At risk of losing a few of you, I have to spend one more post on my obsession with Gogol Bordello.
For those who know me, me obsessing over something I’m into is not really a surprise. I tend to immerse myself into things that I really care about. Gogol Bordello is one of those things.
After their appearance at the Hardly Strictly Bluegrass Festival, I went and saw them again later that night at Slim’s – a nightclub in San Francisco. I was really excited about this because it’s a much smaller venue than the festivals they’d been playing, and I was curious to see how their frantic show was going to translate to a much smaller stage.
Turns out, it was like Dan Patrick used to say – “You can’t stop Gogol Bordello. You can only hope to contain them.”
The small stage and venue only served to make their show that much more urgent and out of control.
Again, I stress to you, if you haven’t seen them live, make it your mission. If you are a fan of live music of any sorts, you absolutely owe it to yourself to make the effort. As my brother, who I don’t think cared for the music all that much said, “well, I have to say it was certainly an event.”
Gogol Bordello is all about celebrating right now. Looking back is a waste of time. They believe the power of music, their music, is stronger than any other means of communication. And I think they’re right. For over one hour, there were people from all over the country who made special efforts to be at that show. People with different backgrounds and beliefs. But for more than an hour, we were completely united by the experience.

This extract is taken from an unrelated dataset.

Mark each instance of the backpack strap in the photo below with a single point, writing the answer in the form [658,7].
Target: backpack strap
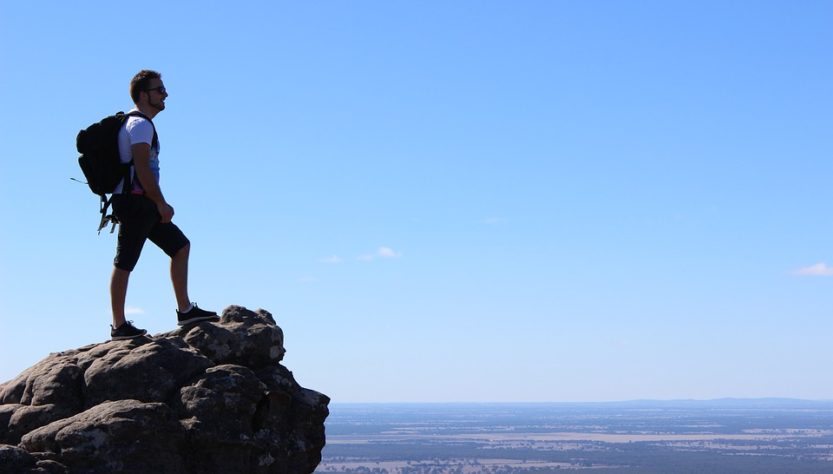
[127,185]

Eugene Hutz is as magnetic on stage as Bono, David Bowie or any other star who commands our attention. The only thing that distracts from him is when his two back-up singer/acrobats arrive on stage to highlight him even further. By doing so, you are also drawn to them.
People have thought enough of the Hutz effect that two documentaries have been made about him – The Pied Piper of Hutzovenia and Gogol Bordello Non-Stop. Pied Piper is more about Hutz, as he takes a woman who fell in love with him on a tour of his home country. It’s strange premise and amateur nature make it that much more revealing.
I haven’t seen Gogol Bordello Non-Stop, as it is only now touring film festivals. However, I was sent two trailers for it. From these, you can get some sense of what happens at their shows.
Check these out, and then keep an eye out for when the films come around. It doesn’t look like the band will be in the U.S. the rest of the year, but I’m hoping the film will be.